As I write, the fragrance of an evening-scented species gladiolus perfumes the kitchen. If you have the opportunity
to get Gladiolus tristis, do. I place my treasured plant in a cold greenhouse through the winter. When it begins to form
buds in March, I bring it in and put it on the windowsill so I can enjoy its pale greenish-white flowers and lovely aroma
that are fullest at sunrise and sunset. Many evening-scented flowers are pollinated by moths, leaving the brightly colored
flowers of daytime for the bees and butterflies to look after. I imagine a benevolent moth visiting the flowers in dim light,
drawn by the heavy fragrance and its promise of nectar.
My imagination often leads me to such frivolous thoughts. Fortunately, I find choosing a potato variety for my spring
garden just as entertaining as sniffing gladioli. And, like most gardeners, at this time of year my mind is most often occupied
with thoughts of my vegetable garden.
I’ve grown vegetables for a little over a decade. Some years, I go all out and have corn, beans, and squash;
other years I stick to salad greens, tomatoes, onions and peppers. It usually depends on how busy I am. It’s been quite
a while since I’ve grown brassicas—all those veggies in the cabbage family. Part of the reason I don’t grow
these cool-season favorites every year is that I’m really busy in February with garden shows and in March I launch the
spring publishing season. These months are important for starting brassicas, to give them time to develop before spring slips
away. In this issue, Steve Solomon talks about the unique growing needs of the cole crops.

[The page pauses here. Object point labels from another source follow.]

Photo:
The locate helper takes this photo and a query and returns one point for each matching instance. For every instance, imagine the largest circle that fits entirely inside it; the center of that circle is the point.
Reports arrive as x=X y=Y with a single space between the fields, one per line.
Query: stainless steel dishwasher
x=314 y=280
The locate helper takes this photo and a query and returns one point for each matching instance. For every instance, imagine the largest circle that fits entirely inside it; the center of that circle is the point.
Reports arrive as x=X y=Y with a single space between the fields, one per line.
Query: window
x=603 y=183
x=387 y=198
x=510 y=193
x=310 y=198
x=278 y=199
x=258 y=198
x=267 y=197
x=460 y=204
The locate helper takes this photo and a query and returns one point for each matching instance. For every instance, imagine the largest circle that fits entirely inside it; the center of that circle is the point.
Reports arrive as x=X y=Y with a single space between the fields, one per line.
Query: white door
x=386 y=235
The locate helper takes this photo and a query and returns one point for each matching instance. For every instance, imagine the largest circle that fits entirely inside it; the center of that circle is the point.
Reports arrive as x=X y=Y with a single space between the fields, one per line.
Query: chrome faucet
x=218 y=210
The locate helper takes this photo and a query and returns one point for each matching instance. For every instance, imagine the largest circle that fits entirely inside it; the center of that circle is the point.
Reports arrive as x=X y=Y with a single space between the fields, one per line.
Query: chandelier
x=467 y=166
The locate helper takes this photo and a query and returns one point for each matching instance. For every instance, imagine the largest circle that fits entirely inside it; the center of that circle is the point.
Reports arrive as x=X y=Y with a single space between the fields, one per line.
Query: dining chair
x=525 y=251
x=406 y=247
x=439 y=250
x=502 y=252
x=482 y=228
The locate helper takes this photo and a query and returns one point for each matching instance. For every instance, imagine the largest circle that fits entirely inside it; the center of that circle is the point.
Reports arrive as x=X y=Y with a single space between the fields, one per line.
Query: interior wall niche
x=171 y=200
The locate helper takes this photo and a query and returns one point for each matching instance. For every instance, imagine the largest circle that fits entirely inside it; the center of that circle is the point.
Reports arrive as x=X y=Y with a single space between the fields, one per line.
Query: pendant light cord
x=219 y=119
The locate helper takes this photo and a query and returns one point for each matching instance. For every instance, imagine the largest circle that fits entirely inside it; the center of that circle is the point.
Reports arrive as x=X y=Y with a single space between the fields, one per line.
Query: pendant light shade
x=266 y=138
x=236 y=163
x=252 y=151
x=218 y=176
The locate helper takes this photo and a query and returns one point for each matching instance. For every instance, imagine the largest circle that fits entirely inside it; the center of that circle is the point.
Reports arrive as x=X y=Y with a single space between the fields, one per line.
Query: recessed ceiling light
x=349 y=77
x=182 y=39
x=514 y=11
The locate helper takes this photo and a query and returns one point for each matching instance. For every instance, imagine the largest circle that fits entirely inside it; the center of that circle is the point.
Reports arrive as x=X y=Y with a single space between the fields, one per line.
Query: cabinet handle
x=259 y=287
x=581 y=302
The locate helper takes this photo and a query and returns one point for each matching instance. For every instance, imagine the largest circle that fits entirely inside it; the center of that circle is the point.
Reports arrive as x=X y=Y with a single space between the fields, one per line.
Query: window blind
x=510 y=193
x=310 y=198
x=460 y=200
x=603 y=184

I’d also like to direct your attention to Steve’s recipe for complete organic fertilizer on page 12. This
is not just a nice suggestion for an organic fertilizer—it’s a must-have recipe to grow vegetables well in our
region. In addition to providing the N-P-K in a healthy organic form, Steve’s recipe includes supplemental minerals
that our gardens are deficient in. Since our soils are drenched by rain for a few months every year, essential elements—particularly
calcium, magnesium and phosphorus—are leached out of the soil. Our soils are acidic and deficient in many elements necessary
for plant health except for potassium. Steve’s recipe addresses soil pH and adds much-needed calcium and magnesium along
with nitrogen and phosphorus for robust plant growth. Add little compost to your vegetable beds every year along with Steve’s
fertilizer and rest assured that your soil is enriched and balanced.
I recommend Steve’s book, Vegetable Gardening
West of the Cascades (published by Sasquatch Books in
Seattle) to every vegetable grower. He was one of the first to recognize that most vegetable gardening books are written for
the Midwest gardener. Our geography and climate call for very different practices; you will benefit from his years of study
Until next month, happy gardening! — Mary G.